Two reasons. One is that he was protected by a "crowd" composed not only of those who came with him from Galilee but also of those others who had invited him to bring his message of God's Kingdom-on-Earth to Jerusalem for maximum publicity precisely at Passover. Notice how often Mark's gospel emphasizes that protective "crowd" on (our) Sunday (11:8), Monday (11:18) and Tuesday (11:32; 12:12,37) of Holy Week.

Another reason is that every night Jesus withdrew from Jerusalem into the safety of friends and security of supporters away from the city and around the Mount of Olives to Bethany. Notice, again, how Mark emphasizes that point as well (11:1,11,12; 14:3). Bethany was Jesus's protected staging area. In plain language, Jesus was planning, despite those dangerous demonstrations, to leave Jerusalem without getting himself killed. And he almost made it -- until (our) Thursday.

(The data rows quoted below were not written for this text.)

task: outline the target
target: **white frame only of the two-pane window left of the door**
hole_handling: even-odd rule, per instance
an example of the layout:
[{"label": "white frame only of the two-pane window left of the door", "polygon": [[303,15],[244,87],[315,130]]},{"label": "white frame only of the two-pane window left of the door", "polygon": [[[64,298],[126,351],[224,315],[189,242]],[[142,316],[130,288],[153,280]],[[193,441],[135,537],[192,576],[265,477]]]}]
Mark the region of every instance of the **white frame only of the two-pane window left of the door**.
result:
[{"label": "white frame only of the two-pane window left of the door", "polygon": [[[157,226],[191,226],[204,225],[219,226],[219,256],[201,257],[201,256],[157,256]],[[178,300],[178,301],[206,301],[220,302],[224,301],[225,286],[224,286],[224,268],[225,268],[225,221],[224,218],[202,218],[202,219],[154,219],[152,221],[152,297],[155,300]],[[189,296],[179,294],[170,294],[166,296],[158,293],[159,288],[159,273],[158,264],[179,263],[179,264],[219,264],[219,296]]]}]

The first demonstration was programmed for (our) Palm Sunday and it was not just a criticism but a lampoon of Roman power. For security and crowd-control at Passover, Pilate came up to Jerusalem with extra troops from his base at Caesarea on the coast. Imagine him coming in from the west on a powerful stallion as Jesus was coming in from the east not just on a donkey but on a nursing donkey with her little colt trotting along beside her -- see my leading image above.

That story is told in Matthew 21:1-11 and explained by a quotation from the prophet Zechariah contrasting Macedonia's Alexander and Israel's Messiah. The latter will enter Jerusalem "humble and riding on a donkey, on a colt, the foal of a donkey." Why? "To cut off the chariot from Ephraim and the war horse from Jerusalem; and the battle bow shall be cut off, and he shall com-mand peace to the nations" (9:9-10). Peace on earth, yes, but not peace by Rome's violent victory, rather peace by God's non-violent justice.

The second demonstration came on (our) Monday. Once again it was an action clarified by a prophetic word, that is, an action-parable. The Temple was, of course, the House of God -- for all the nations, in fact, within Herod's huge Court of the Gentiles. But it was also the House of Rome as symbolized by imperial control of the high-priest's sacred vestments and the great golden eagle above its western entrance from the Upper City.

In an earlier demonstration, around the time Jesus was born, a Pharisaic group had been martyred for their attempt to remove that golden eagle. Jesus's own demonstration against Roman control of God's House was accompanied by a quotation from the prophet Jeremiah. He had warned against using worship to replace justice, against turning the Temple into a "den," that is a refuge, safe-house, or hideaway for "thieves." If it continued, said Jeremiah, God would destroy the Temple itself (7:1-15). And that divine threat almost cost Jeremiah his life (26:1-14).

Jesus' action-parable against the Temple fulfills God's threat in Jeremiah 7 just as his action-parable against the City had fulfilled God's promise in Zechariah 9. He symbolically destroys the Temple's fiscal basis by overturning the tables where monies were changed into the standard donation-coinage (Mark 11:15-17). And, again, he got away with it because of the protective screen of "the whole crowd" (Mark 11:18).

By (our) Wednesday morning "the chief priest and the scribes" had decided not to arrest Jesus because it might cause "a riot among the people" (Mark 14:1-2). But by (our) Thursday evening they had discovered -- with or without Judas -- where to intercept Jesus as he went "across the Kidron Valley" from Jerusalem to Bethany every evening (John 18:1).

Jesus was arrested in the darkness apart from his large protective "crowd" and was crucified as swiftly as possible. By the way, do not confuse Jesus' large protective "crowd" with that small "crowd" (six or seven partisans?) who came before Pilate to get Barabbas and not Jesus freed from prison (Mark 15:6-8). If Jesus proclaimed the 'Kingdom of God," sneered Pilate, let him die as "King of the Jews" (Mark 15:2,9,12,18,26).

In Matthew's parabolic aside, the wisest advice Pilate got that day -- our Good Friday -- was from his wife: "Have nothing to do with that innocent man" (27:19). But Pilate replied, I imagine, "What happens in Jerusalem, stays in Jerusalem."